Python based ELT data pipeline orchestrated with Apache Airfow and containerized with Docker Compose, serving the purpose of simplifying the competitive deck construction process in the popular collectible card game Magic: The Gathering. Tournament deck data scraped from MTGTop8 and card data scraped from the Scryfall API.
Data architecture hosted on AWS and created with Terraform. Services utilized in this pipeline include:
- S3 Buckets: Data lake used to store pre-processed and processed data from both sources.
- RDS: Two relational databases hosted on AWS that are utilized in the data pipeline; an application database which is accessed whenever users retrieve data and a warehouse database for storage and analytics.
- Redshift: Data warehouse which serves as the architecture for data modeling and storage. Soon will be accessed by an analytics page hosted on Metabase for long-term meta trend analysis.
Data pipeline orchestrated with Apache Airflow and containerized with Docker Compose. DAG steps:
- Scrape raw card data from Scryfall API.
- Scrape raw tournament deck data from MTGTop8 with beautifulsoup4.

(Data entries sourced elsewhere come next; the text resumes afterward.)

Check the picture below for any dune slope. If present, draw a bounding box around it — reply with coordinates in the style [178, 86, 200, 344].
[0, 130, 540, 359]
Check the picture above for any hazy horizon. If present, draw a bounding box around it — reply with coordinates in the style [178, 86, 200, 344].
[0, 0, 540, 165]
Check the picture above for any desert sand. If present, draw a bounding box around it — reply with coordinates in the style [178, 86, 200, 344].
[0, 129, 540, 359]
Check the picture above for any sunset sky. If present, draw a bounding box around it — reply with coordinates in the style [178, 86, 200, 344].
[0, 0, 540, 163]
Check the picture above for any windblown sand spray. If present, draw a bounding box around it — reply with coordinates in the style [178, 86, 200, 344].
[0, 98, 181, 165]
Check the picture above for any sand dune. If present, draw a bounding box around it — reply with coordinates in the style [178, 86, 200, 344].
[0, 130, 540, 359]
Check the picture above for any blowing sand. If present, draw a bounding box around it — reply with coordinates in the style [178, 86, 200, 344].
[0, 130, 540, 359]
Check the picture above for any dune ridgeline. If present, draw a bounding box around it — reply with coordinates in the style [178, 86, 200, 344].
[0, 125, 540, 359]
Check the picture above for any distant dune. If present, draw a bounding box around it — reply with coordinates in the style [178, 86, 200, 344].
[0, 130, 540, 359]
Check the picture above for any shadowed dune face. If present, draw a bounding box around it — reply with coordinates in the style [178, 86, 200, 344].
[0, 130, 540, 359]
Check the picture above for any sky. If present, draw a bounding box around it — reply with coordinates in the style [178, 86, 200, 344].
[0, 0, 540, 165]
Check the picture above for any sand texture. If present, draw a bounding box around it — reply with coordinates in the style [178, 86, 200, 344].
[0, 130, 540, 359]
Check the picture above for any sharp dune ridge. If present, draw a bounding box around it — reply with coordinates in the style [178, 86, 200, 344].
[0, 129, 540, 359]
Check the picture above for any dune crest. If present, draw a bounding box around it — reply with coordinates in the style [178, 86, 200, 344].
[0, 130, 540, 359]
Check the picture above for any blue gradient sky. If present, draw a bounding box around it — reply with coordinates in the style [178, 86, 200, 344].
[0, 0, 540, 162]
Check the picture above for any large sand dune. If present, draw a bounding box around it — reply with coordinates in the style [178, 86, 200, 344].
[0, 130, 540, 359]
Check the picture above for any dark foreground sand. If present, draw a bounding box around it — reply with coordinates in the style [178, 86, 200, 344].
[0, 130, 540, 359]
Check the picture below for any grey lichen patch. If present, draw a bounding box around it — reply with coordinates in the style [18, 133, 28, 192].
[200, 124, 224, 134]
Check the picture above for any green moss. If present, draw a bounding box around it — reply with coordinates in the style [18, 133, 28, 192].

- Load raw card and deck data from Scryfall API into data lake (AWS S3) with JSON format.
- Validate raw data with Pydantic and transform data into tabular format with Pandas to help facilitate the process of loading data into the relational databases.
- Load prep data into data lake with CSV format.
- Load data into application database (AWS RDS).
- Load data into data warehouse (AWS Redshift).
The application allows users to input their person deck information and receive comparisons between their deck and a number of decks (specified by the user) belonging to the same archetype that have performed well recently in tournaments.
Note: The application is still under development, so it can only be run if you have your own AWS infrastructure set up. This will be updated in the near future.
First, to retrieve your AWS credentials, run the command bash generate_config.sh
in the main directory. This will add your credentials to your environment variables in the configuration.env
file.
Next, run the commands:
pipenv update
pipenv shell
These commands will install all required dependencies and activate the virtual environment.
Next, create a valid input by modifying input.txt
in the tasks/app_tasks
directory.
Format of input.txt
:
- Lines beginning with a '#' character and empty lines are ignored.
- Card input should be in the format
{card name}; {count}
, where each card is separated by a new line. - A line consisting of a single '*' character signals the end of the deck input.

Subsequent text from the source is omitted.